En juin 2001, il revient en France et entre chez Jean Paul Gaultier en tant qu’assistant designer. « J’ai beaucoup appris, notamment en ce qui concerne la préparation d’un défilé. Mais j’avais besoin de plus de liberté, d’autre chose que ce qu’offre le milieu strictement parisien. » Sokü l’ambitieux cherche à s’épanouir dans son travail et aspire à relever de nouveaux défis. Il a toujours entendu parler des valeurs canadiennes de libre entreprise. Et de la facilité d’en créer une dans ce pays. Alors il présente une demande de résidence permanente et l’obtient facilement, au bout d’un an. En mars 2003, il débarque à Montréal, mais n’entre pas en contact avec les autres designers du pays.

« Je ne suis pas du genre à courir les événements. Je veux montrer mon travail, pas juste me montrer dans les cocktails. » Se posant à contre-courant, Patrice Sokü affronte la dure réalité. « Le métier de designer est loin d’être simple en Amérique du Nord. En Europe, il existe une clientèle capable d’acheter des « morceaux », des vêtements chers et qui durent longtemps. Ici, on table davantage sur la quantité. La mentalité canadienne est celle de l’ultraconsommation. Mes créations ne s’y prêtent pas. »

Après quatre années à Montréal, Patrice recherche un environnement plus intime. Il pense alors à Québec, ville plus « régionale ». Pour ne pas dire provinciale. Mais, à Québec, la mode est un « trou noir ».

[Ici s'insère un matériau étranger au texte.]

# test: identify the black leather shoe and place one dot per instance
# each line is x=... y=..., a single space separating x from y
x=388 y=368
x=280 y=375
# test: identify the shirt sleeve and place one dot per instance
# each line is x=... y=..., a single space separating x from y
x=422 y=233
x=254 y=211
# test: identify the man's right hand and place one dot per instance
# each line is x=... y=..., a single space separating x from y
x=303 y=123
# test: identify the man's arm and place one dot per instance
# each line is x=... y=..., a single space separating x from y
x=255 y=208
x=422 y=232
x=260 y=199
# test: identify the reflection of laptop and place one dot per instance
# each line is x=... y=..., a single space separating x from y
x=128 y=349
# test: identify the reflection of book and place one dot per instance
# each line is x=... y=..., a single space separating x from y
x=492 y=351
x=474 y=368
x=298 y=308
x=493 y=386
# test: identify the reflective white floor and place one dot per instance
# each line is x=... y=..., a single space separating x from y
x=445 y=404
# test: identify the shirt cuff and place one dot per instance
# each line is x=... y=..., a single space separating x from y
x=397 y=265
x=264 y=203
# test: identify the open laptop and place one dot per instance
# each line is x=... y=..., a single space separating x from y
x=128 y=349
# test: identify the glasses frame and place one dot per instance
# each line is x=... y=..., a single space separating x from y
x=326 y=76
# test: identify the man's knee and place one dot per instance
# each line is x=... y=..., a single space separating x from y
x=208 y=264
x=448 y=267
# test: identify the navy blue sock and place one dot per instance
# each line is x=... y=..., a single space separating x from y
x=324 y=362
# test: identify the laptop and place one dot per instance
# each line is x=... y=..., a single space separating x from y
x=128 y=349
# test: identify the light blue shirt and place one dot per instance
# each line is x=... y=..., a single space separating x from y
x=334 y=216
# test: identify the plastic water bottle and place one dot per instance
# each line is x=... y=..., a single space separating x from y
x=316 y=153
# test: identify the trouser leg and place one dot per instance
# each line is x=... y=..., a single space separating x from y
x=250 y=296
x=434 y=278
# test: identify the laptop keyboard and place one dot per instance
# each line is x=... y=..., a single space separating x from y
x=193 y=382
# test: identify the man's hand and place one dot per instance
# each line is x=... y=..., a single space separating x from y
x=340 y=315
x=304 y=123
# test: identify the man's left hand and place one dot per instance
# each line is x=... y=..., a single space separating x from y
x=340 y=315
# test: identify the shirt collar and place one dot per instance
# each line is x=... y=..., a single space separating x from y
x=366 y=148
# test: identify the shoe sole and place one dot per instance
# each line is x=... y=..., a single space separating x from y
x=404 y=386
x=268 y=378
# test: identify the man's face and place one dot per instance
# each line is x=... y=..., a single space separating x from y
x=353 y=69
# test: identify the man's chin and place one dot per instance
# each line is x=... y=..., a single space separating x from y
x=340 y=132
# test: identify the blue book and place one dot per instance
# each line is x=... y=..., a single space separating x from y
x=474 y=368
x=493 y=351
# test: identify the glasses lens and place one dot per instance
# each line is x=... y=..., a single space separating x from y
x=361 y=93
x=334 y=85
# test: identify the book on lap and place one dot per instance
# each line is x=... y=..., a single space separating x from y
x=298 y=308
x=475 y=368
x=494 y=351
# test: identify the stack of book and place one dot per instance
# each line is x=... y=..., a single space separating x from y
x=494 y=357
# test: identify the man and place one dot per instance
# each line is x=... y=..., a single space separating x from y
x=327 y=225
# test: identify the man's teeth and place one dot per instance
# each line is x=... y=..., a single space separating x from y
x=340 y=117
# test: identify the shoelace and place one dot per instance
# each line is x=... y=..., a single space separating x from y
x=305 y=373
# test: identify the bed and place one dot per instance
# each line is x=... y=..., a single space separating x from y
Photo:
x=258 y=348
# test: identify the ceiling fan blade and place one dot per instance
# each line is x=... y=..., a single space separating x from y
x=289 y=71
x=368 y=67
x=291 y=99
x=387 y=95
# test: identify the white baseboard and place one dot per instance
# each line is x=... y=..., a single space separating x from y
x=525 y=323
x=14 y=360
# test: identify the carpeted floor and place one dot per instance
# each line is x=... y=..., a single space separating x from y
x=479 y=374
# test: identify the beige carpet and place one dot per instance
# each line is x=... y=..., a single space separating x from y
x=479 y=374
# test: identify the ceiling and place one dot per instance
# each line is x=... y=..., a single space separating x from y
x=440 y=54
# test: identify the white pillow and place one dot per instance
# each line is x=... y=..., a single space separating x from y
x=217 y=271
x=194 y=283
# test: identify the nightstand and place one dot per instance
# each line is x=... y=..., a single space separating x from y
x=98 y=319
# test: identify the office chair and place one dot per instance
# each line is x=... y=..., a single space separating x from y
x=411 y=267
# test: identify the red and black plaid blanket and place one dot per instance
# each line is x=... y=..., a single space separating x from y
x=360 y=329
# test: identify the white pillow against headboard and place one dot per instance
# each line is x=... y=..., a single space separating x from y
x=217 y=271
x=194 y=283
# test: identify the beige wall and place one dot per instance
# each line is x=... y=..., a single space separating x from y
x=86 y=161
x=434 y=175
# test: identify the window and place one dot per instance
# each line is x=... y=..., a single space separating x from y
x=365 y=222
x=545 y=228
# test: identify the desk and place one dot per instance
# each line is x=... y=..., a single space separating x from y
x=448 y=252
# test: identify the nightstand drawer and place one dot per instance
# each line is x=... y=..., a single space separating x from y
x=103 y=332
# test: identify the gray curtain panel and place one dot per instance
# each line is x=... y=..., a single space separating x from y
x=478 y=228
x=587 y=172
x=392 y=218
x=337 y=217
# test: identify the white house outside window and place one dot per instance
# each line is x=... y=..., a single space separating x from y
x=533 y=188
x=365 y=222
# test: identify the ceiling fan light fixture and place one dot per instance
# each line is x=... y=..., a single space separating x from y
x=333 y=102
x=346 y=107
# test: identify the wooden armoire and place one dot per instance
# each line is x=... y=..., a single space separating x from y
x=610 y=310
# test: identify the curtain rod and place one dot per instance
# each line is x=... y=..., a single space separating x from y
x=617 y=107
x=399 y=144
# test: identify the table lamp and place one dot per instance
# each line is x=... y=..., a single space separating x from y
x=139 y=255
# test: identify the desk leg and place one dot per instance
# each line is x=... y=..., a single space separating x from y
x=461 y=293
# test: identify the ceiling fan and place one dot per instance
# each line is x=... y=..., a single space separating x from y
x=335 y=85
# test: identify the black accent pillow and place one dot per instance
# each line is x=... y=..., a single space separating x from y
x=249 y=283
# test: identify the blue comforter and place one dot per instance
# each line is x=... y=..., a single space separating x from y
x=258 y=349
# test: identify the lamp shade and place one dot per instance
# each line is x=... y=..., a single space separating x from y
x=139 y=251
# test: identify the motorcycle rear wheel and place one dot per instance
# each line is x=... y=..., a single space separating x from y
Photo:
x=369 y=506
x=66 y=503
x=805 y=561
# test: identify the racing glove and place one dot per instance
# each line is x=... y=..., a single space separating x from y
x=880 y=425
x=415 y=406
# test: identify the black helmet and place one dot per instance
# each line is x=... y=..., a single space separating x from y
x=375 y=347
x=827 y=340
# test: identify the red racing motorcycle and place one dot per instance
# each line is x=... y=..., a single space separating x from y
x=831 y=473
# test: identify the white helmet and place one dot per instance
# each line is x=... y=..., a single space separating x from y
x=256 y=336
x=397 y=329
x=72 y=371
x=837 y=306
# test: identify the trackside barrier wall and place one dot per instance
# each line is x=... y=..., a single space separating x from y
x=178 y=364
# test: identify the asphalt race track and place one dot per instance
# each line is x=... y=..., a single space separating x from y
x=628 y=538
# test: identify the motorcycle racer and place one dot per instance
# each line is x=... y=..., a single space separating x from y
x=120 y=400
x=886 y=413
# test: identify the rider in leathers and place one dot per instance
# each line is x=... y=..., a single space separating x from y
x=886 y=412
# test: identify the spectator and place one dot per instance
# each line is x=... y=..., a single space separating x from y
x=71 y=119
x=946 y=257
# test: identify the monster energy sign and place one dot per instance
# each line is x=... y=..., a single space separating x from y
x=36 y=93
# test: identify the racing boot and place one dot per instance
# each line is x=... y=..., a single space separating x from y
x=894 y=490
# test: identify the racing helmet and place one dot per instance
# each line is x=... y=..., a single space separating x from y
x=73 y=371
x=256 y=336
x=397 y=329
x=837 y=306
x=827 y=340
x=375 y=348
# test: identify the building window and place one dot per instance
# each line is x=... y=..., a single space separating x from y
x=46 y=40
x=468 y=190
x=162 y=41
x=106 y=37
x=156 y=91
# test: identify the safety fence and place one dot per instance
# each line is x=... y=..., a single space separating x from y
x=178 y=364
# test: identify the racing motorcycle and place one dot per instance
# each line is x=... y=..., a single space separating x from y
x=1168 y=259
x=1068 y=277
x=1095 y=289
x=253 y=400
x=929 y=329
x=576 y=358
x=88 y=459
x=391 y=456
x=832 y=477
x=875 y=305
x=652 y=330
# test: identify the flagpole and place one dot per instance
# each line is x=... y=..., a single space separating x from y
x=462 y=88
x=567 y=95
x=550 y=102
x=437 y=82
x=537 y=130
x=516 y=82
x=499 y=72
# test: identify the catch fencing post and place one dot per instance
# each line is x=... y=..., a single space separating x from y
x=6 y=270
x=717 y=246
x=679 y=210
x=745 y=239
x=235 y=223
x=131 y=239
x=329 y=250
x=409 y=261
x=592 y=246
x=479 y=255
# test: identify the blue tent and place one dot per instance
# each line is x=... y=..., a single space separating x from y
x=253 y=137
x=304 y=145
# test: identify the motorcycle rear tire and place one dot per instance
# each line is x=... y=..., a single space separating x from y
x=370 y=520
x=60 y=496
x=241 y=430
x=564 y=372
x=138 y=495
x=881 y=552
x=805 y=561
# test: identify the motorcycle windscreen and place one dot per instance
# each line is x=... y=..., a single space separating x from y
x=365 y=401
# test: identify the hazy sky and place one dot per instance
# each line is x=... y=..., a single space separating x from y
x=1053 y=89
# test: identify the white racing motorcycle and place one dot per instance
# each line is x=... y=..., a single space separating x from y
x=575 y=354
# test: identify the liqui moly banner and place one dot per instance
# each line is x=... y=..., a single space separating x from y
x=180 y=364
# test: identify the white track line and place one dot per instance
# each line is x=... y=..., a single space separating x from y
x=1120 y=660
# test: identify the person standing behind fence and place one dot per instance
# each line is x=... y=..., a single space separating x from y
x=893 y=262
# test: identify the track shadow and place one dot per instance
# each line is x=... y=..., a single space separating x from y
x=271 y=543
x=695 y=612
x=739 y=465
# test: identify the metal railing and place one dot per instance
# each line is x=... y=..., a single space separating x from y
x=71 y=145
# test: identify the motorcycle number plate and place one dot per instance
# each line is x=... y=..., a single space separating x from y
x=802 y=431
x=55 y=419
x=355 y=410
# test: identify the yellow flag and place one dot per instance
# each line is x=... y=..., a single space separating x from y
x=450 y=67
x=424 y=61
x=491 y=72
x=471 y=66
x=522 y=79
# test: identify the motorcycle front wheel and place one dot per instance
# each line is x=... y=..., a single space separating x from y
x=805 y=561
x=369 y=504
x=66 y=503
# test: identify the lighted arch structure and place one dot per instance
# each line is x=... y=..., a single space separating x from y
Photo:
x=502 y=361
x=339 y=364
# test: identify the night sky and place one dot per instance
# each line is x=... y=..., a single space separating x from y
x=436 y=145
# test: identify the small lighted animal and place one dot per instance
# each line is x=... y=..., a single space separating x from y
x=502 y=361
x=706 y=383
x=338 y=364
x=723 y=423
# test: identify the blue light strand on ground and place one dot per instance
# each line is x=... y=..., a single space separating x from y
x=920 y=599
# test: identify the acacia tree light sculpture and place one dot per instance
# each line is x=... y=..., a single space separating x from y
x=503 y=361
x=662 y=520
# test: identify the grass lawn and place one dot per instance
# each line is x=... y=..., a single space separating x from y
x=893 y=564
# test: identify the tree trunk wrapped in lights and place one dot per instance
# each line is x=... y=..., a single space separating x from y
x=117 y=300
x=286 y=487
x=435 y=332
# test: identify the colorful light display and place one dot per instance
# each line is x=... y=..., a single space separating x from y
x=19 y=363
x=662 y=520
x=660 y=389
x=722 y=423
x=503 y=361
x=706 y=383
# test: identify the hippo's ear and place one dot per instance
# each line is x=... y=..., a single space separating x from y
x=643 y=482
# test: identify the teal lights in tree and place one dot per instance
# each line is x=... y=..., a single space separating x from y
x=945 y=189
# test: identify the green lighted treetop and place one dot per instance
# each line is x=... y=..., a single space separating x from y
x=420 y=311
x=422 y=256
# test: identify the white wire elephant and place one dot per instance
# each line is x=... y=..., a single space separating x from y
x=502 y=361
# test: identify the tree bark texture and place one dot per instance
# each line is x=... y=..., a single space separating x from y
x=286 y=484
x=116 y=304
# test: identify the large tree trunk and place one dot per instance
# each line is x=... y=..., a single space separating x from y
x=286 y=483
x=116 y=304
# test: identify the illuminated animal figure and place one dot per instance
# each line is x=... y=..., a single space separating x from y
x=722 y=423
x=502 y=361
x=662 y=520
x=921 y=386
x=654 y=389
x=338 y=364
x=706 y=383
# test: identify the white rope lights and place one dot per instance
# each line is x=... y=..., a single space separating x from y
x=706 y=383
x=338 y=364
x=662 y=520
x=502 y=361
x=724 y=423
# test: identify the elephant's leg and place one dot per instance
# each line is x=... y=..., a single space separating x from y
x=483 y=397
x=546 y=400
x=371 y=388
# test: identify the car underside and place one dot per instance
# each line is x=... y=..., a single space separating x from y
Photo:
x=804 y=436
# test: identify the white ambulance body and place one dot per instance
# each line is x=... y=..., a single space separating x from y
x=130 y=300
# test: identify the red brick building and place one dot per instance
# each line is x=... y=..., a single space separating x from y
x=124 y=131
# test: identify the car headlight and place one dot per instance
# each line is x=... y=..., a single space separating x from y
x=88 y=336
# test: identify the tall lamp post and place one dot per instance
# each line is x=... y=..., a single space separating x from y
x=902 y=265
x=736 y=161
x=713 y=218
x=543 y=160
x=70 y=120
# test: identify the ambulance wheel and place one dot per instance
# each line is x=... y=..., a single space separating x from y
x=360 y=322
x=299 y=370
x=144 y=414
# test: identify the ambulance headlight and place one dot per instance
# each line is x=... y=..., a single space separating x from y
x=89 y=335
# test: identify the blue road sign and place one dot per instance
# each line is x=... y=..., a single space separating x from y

Fonceur, Sokü y ouvre néanmoins un atelier en 2006. « Osciller entre le démocratique et l’unique, sans jamais être snobinard », tel reste son leitmotiv. Il a la chance d’être financièrement autonome. C’est lui qui finance ses propres créations : « Mes décisions, je les assume seul, je n’ai pas besoin de demander à ma banque si je dois ou non réaliser tel ou tel projet. » Le jeune Congolais s’est toujours battu pour être libre. Il méprise la « victimisation » facile. Sa solution ? « Être constamment d’attaque pour se réaliser. »

Au Québec, il n’a jamais vraiment connu de problèmes d’intégration. Bien sûr, le fait de travailler à son compte l’y a aidé. « Oui, ici comme ailleurs, il y a des gens méfiants, mais j’en fais abstraction. On peut essayer de me mettre des bâtons dans les roues, mais quand j’estime que j’ai le talent pour faire quelque chose, il est très difficile de m’arrêter. »

Ses origines, il ne les renie pas. Comme la plupart des immigrés attachés à leurs racines, il aimerait retourner au Congo. Mais il ne cache pas que la crainte d’être déçu le paralyse un peu. « Vu d’ici, on a l’impression que rien n’avance, ça fait mal. Mais l’envie de bâtir quelque chose là-bas est présente. »

Sans trop se prononcer sur un éventuel retour au pays, Patrice préfère se concentrer sur le présent : « Mon plus grand défi était de venir au Canada, de m’établir à Québec, de continuer à travailler dans mon domaine tout en étant mon propre patron et, enfin, de fonder une famille. »

Ce dernier défi, Patrice Sokü l’a, comme les autres, relevé : il est aujourd’hui papa de deux jumeaux, Elliot et Mathias.